What’s Under the Hoodie?
Expert urges students to consider cyber careers, dispels stereotypes
All her work was gone.
Valecia Maclin had just spent 14 hours in a Duke University computer lab, working on a model for her mechanical engineering class. And then it disappeared – the model, the files, the data, everything. She popped the floppy disk in and out – this was back in the early '90s – but it didn't work.
“My data wasn't coming back,” Maclin said. “I was devastated.”
And that's how Maclin got into cybersecurity. It was too late to switch majors, so she did an independent study in computer science, where she learned about programming and hardware.
“I needed to find out what went wrong and make sure it never happened again,” Maclin said.
Today, Maclin is director of cybersecurity programs at Raytheon’s Intelligence, Information and Services business. Her story shows how many paths there are into the information-security field – an area that critically needs new talent as the Internet expands to all manner of devices, appliances and aspects of everyday life. Growing that talent is among the goals of the National Collegiate Cyber Defense Competition, which is sponsored by Raytheon and takes place this week in San Antonio, Texas.
“I only lost a homework assignment 25 years ago, but, today, when data is lost – with the interconnectivity of our lives – the stakes are much higher and it has a much more significant impact on our way of life,” Maclin said. “We need tools and resources to get ahead of the threat, but we need to recognize the human element. Humans are the ones interacting with the technology, and talent is where we need to put our emphasis. Cyber competitions, like NCCDC, help develop that talent pool.”
The world will need more than a million cybersecurity professionals by the year 2020, according to a 2015 report by the IT and networking firm Cisco. A separate report from the IT security nonprofit (ISC)2 says it has certified only about 75,000 people in the United States as information systems security professionals.
“That’s our reality…we won’t be able to out-hire the threat,” Maclin said. “Unfortunately, many kids don’t even know what a cybersecurity professional does.”
Maclin cited an October 2016 survey by the National Cyber Security Alliance and Raytheon that polled 3,800 young adults, age 18-26, in the U.S., Europe, Middle East and Asia-Pacific and found only 37 percent had considered careers in cyber. About 50 percent said they got their career advice from their parents; only about a third of parents mentioned careers in a computer-related field; and only about a quarter had ever met a cybersecurity professional.

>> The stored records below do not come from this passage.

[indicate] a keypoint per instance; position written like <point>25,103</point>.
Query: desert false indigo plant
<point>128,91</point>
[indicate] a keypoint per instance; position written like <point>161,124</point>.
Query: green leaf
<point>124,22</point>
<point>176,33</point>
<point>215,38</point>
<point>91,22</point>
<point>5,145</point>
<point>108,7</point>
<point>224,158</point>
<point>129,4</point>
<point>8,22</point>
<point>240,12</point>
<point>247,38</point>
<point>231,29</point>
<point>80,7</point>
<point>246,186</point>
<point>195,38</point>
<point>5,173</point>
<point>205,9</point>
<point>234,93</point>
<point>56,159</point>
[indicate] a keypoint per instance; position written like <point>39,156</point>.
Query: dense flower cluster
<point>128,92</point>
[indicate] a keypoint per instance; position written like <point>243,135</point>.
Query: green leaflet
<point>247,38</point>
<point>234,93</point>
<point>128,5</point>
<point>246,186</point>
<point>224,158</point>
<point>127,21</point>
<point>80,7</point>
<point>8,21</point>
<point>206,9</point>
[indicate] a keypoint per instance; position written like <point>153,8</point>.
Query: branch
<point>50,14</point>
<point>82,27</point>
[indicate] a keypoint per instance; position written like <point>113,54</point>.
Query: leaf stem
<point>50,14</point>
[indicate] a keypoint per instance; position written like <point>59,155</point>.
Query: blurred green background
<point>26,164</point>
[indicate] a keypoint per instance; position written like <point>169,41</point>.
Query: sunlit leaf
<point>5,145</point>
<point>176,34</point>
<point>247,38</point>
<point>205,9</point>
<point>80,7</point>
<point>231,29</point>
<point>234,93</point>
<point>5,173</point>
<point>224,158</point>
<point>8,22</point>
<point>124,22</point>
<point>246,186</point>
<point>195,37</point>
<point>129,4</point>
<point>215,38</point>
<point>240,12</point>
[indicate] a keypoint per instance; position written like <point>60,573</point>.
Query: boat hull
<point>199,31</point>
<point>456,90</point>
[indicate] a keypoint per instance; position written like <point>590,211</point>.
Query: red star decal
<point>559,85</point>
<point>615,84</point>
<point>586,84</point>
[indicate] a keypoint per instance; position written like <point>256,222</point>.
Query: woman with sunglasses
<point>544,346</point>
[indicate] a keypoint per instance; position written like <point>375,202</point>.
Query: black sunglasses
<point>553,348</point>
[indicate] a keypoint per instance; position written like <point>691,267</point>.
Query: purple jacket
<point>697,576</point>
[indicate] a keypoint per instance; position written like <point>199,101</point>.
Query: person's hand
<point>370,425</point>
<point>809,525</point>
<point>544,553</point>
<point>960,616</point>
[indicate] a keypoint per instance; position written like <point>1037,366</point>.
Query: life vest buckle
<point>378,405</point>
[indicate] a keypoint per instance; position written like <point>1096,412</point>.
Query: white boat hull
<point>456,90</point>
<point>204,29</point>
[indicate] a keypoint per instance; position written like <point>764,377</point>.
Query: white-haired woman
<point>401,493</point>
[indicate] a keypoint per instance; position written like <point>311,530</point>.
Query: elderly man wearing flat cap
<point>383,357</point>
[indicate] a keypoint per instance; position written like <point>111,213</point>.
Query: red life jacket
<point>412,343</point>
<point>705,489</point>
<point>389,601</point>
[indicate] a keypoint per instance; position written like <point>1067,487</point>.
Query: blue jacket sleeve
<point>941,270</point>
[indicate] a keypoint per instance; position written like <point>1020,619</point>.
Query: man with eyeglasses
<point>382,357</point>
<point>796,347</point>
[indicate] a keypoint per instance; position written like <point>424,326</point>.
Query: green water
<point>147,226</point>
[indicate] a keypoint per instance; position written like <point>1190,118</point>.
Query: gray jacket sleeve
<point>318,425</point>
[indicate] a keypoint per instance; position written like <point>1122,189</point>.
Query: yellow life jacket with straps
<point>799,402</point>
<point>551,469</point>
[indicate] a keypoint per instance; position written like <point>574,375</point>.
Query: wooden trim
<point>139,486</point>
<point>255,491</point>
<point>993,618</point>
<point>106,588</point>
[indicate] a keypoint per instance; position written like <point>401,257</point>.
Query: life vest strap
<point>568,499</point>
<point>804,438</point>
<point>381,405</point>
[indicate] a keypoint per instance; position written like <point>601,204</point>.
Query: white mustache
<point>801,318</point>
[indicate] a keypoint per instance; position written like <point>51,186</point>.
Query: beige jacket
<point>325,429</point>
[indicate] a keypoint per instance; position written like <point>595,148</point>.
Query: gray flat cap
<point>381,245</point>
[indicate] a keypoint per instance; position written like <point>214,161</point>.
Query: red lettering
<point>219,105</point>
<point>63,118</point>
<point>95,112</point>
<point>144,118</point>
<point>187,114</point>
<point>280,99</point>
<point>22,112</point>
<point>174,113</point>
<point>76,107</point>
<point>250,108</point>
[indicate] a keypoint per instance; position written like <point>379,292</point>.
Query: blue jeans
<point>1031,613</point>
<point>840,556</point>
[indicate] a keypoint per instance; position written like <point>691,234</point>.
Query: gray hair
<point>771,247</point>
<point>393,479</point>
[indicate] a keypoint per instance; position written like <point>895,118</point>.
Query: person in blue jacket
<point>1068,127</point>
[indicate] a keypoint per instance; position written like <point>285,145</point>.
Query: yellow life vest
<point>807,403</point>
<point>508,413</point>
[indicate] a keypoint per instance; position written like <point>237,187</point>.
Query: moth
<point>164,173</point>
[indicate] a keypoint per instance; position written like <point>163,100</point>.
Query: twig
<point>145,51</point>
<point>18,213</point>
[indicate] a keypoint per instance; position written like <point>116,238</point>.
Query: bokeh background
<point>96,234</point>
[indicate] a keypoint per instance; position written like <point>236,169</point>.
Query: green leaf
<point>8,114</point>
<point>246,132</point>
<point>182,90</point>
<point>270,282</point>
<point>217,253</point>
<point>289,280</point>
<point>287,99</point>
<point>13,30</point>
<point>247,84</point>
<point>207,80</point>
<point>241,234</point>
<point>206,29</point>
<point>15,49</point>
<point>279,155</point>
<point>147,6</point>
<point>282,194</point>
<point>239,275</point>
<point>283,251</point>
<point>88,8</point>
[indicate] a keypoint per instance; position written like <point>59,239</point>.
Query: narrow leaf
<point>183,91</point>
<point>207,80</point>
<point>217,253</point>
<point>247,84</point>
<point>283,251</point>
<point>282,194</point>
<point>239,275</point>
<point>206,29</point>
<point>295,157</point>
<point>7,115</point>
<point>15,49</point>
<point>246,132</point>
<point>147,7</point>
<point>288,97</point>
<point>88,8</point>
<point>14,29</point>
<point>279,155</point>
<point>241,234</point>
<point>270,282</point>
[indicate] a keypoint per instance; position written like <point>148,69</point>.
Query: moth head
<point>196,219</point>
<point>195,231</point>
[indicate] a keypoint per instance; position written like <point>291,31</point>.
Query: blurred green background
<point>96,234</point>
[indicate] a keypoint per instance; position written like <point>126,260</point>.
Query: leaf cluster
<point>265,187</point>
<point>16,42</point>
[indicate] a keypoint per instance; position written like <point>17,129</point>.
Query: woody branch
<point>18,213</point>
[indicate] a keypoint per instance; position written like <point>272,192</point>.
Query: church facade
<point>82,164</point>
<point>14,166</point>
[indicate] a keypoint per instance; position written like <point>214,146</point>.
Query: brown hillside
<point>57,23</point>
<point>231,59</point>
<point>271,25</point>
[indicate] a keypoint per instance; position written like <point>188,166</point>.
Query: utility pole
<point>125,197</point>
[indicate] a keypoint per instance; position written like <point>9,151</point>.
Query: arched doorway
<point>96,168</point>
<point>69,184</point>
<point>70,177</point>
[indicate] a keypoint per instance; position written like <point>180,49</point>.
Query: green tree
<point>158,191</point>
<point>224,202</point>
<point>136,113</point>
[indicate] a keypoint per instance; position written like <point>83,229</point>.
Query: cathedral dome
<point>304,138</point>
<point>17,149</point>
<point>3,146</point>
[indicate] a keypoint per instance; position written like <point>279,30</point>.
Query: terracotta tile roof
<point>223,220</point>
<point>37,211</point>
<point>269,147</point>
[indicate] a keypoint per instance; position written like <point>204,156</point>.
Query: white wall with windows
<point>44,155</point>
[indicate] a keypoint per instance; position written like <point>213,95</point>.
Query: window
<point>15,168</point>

Instead, Maclin said, their image of the cybersecurity crowd comes from TV shows and movies.
“That image is of a goth-looking young man in a dark room who is isolated, wearing a hoodie, sipping on an energy drink and eating corn chips,” she said.
That might make for fine drama, Maclin said, but she'd like parents and teachers to change perceptions of what cybersecurity professionals look like.

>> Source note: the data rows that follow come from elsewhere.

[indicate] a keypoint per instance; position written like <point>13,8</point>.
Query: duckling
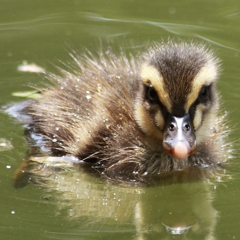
<point>134,116</point>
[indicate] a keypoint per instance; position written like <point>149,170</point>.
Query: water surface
<point>80,206</point>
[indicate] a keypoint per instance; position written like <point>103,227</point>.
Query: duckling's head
<point>177,102</point>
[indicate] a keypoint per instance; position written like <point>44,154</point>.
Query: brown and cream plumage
<point>134,116</point>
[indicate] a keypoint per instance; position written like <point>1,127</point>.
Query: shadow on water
<point>175,206</point>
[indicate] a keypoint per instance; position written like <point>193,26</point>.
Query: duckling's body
<point>113,112</point>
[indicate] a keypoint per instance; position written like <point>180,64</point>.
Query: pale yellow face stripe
<point>204,78</point>
<point>151,76</point>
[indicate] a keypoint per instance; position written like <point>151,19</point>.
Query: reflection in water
<point>163,211</point>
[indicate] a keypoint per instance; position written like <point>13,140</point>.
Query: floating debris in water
<point>5,145</point>
<point>32,67</point>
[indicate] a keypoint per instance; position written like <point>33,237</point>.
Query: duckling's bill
<point>179,137</point>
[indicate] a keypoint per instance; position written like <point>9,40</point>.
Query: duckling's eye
<point>152,94</point>
<point>204,94</point>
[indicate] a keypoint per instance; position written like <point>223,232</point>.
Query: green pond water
<point>76,205</point>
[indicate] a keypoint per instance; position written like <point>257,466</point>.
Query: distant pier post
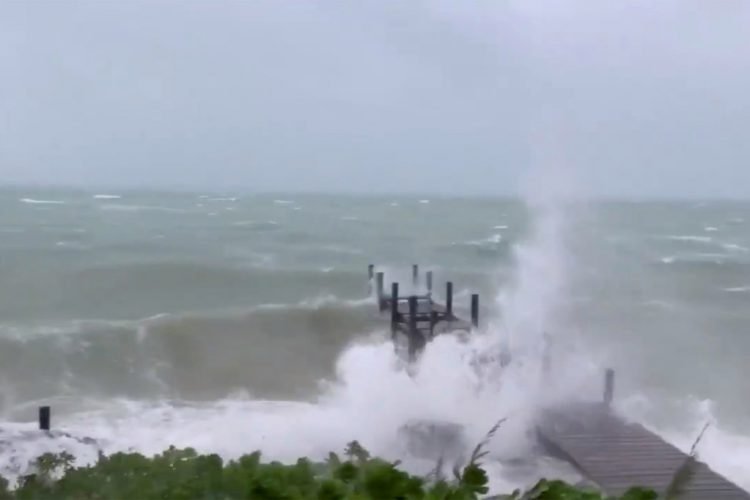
<point>379,288</point>
<point>44,418</point>
<point>475,310</point>
<point>449,300</point>
<point>414,343</point>
<point>394,309</point>
<point>609,386</point>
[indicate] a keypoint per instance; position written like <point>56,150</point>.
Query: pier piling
<point>475,310</point>
<point>609,386</point>
<point>449,299</point>
<point>45,418</point>
<point>379,277</point>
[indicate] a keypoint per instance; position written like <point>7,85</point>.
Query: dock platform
<point>417,316</point>
<point>611,453</point>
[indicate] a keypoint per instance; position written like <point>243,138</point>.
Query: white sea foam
<point>116,207</point>
<point>32,201</point>
<point>725,451</point>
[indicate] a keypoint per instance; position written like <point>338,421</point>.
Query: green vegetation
<point>185,475</point>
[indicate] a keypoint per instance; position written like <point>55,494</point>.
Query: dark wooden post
<point>475,310</point>
<point>44,418</point>
<point>379,287</point>
<point>609,386</point>
<point>413,333</point>
<point>546,360</point>
<point>449,299</point>
<point>394,309</point>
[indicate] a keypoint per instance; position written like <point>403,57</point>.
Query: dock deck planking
<point>617,455</point>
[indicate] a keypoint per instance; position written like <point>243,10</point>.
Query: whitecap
<point>32,201</point>
<point>138,208</point>
<point>692,238</point>
<point>732,247</point>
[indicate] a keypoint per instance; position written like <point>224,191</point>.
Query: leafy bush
<point>183,474</point>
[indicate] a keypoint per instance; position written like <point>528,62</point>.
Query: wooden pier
<point>418,317</point>
<point>617,455</point>
<point>611,453</point>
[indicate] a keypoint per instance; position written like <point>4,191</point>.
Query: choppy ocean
<point>233,322</point>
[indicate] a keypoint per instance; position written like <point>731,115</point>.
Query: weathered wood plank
<point>617,455</point>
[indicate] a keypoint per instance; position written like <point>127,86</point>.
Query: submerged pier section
<point>417,316</point>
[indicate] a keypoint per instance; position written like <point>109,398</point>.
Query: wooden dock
<point>611,453</point>
<point>617,455</point>
<point>418,317</point>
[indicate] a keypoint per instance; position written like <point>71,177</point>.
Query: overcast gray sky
<point>644,97</point>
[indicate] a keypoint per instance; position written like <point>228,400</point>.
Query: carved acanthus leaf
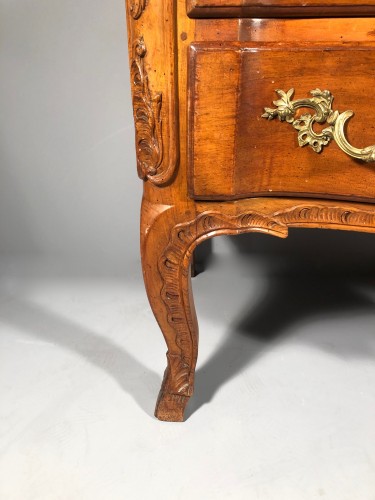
<point>147,116</point>
<point>137,7</point>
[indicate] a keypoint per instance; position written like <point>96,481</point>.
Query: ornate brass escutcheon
<point>321,102</point>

“They look like you and me,” she said. “They aren't introverts, well some might be, and they don't all hate their parents. They hike, bike and have a wide range of interests.”

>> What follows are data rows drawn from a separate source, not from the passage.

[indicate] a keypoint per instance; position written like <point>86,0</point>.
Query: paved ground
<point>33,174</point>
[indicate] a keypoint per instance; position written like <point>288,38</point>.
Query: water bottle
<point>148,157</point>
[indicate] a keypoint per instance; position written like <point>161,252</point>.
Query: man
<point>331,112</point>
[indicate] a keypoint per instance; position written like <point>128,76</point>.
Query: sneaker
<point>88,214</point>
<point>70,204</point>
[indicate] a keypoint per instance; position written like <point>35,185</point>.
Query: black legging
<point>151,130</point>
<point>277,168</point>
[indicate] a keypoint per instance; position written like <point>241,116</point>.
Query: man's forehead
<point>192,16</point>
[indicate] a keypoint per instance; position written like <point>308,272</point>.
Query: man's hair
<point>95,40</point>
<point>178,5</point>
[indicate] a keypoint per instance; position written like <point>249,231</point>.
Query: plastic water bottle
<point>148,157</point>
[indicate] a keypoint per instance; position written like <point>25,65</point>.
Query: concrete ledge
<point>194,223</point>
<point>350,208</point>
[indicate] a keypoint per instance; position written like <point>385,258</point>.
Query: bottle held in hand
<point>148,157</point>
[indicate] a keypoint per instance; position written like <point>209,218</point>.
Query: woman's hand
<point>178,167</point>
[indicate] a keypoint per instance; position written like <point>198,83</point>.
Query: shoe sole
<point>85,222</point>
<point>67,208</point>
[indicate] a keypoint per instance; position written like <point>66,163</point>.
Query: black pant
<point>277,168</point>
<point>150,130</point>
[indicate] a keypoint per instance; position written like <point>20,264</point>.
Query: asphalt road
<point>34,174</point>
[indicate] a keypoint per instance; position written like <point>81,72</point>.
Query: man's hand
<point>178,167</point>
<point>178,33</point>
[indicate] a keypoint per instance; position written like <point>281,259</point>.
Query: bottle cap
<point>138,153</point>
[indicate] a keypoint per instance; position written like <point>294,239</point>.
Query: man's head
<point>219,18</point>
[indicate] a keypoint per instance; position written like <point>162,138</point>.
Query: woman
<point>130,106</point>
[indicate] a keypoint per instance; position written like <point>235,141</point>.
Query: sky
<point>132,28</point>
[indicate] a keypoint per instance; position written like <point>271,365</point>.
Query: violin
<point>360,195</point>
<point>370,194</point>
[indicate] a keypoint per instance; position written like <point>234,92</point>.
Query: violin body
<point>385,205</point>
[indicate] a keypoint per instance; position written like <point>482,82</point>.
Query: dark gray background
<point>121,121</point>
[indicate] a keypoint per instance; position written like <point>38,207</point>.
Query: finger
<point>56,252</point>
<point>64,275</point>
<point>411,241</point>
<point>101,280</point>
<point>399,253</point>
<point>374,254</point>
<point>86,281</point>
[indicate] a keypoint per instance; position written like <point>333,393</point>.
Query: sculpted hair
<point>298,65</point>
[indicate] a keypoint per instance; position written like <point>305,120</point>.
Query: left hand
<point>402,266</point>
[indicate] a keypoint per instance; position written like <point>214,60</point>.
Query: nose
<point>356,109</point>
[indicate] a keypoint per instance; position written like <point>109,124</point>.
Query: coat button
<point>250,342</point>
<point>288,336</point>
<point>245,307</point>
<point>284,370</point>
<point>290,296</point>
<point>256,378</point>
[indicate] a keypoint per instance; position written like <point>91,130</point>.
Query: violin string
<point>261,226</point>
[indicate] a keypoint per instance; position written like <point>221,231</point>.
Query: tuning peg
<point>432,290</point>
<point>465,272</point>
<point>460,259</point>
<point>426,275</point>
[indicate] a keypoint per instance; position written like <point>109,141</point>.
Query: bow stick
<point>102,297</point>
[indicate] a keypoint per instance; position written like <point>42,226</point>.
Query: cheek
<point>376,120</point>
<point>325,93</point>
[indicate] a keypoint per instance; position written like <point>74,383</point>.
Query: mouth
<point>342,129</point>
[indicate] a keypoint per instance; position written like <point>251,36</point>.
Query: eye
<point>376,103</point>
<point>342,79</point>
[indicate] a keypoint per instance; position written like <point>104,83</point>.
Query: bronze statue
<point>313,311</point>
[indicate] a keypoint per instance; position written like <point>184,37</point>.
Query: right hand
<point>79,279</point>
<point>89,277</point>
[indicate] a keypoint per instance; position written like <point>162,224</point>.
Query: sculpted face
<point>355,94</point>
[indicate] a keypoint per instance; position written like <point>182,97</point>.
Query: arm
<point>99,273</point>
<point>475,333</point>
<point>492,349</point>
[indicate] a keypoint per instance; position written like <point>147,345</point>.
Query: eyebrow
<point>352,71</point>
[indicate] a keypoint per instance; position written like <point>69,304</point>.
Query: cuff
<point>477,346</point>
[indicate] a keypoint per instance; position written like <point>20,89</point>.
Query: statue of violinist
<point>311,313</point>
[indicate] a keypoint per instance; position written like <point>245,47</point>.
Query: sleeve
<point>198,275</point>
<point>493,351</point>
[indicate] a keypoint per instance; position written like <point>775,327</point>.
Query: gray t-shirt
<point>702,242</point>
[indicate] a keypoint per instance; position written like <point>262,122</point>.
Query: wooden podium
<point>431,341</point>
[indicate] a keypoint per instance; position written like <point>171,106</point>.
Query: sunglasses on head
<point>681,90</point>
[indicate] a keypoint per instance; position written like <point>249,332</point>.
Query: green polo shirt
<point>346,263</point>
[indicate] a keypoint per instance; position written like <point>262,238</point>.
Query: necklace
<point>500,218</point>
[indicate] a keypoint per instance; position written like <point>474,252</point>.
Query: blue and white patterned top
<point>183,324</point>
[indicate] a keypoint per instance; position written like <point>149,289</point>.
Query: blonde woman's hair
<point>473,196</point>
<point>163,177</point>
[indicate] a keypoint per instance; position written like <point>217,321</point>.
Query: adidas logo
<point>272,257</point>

A diverse pool of talent is the best defense against a diverse threat, Maclin said. And the industry has some catching up to do. Women make up only 11 percent of the cyber workforce, (ISC)2 reports. Most of the young women surveyed in the Raytheon research said they thought they lacked the skills to pursue cybersecurity careers, Maclin said.
“But these same girls told us they liked jobs that require problem solving, teamwork, creativity and were people-oriented and solutions-driven plus provided a good salary,” Maclin said. “That screams cyber.”
Hiring is one of Maclin's biggest challenges. Private companies, universities and government agencies are all competing for the same group of candidates. That means those entering the workforce earn high starting salaries and have many opportunities for growth.
Maclin said cyber competitions, like the National Collegiate Cyber Defense Competition, help college grads hit the ground running.
“The talent present at NCCDC and the capabilities that these young people already have is amazing. We want to make offers to these students before they even leave the competition floor,” she said. “They’re just not technically skilled, but they communicate and collaborate, leveraging each other’s strengths. They’re all skills that we want and use every day.”
And very few look like the central-casting Hollywood hackers you see on TV, she said.
“Personally, I'd rather wear a dress than a hoodie, and prefer a fruit cup over corn chips,” Maclin said. “But I'd take peanut M&Ms if I could get them.”